Towards Teachable Autotelic Agents
Autonomous discovery and direct instruction are two distinct sources of learning in children but education sciences demonstrate that mixed approaches such as assisted discovery or guided play result in improved skill acquisition. In the field of Artificial Intelligence, these extremes respectively map to autonomous agents learning from their own signals and interactive learning agents fully taught by their teachers. In between should stand teachable autotelic agents (TAA): agents that learn from both internal and teaching signals to benefit from the higher efficiency of assisted discovery. Designing such agents will enable real-world non-expert users to orient the learning trajectories of agents towards their expectations. More fundamentally, this may also be a key step to build agents with human-level intelligence. This paper presents a roadmap towards the design of teachable autonomous agents. Building on developmental psychology and education sciences, we start by identifying key features enabling assisted discovery processes in child-tutor interactions. This leads to the production of a checklist of features that future TAA will need to demonstrate. The checklist allows us to precisely pinpoint the various limitations of current reinforcement learning agents and to identify the promising first steps towards TAA. It also shows the way forward by highlighting key research directions towards the design or autonomous agents that can be taught by ordinary people via natural pedagogy.
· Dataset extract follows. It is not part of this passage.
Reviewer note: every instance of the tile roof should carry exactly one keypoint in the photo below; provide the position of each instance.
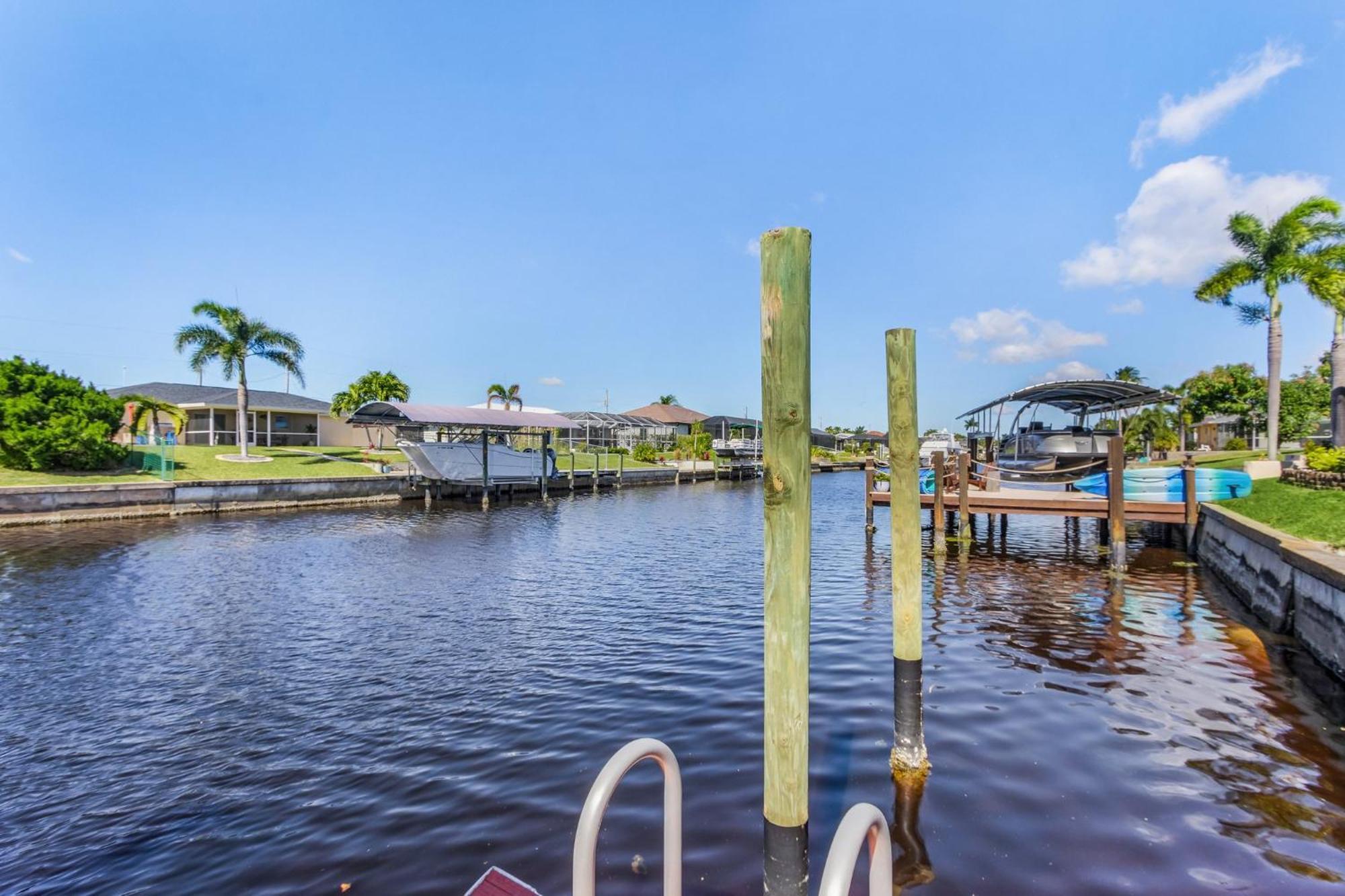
(181, 393)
Scaling MAP-Elites to Deep Neuroevolution
Quality-Diversity (QD) algorithms, and MAP-Elites (ME) in particular, have proven very useful for a broad range of applications including enabling real robots to recover quickly from joint damage, solving strongly deceptive maze tasks or evolving robot morphologies to discover new gaits. However, present implementations of MAP-Elites and other QD algorithms seem to be limited to low-dimensional controllers with far fewer parameters than modern deep neural network models. In this paper, we propose to leverage the efficiency of Evolution Strategies (ES) to scale MAP-Elites to high-dimensional controllers parameterized by large neural networks. We design and evaluate a new hybrid algorithm called MAP-Elites with Evolution Strategies (ME-ES) for post-damage recovery in a difficult high-dimensional control task where traditional ME fails. Additionally, we show that ME-ES performs efficient exploration, on par with state-of-the-art exploration algorithms in high-dimensional control tasks with strongly deceptive rewards.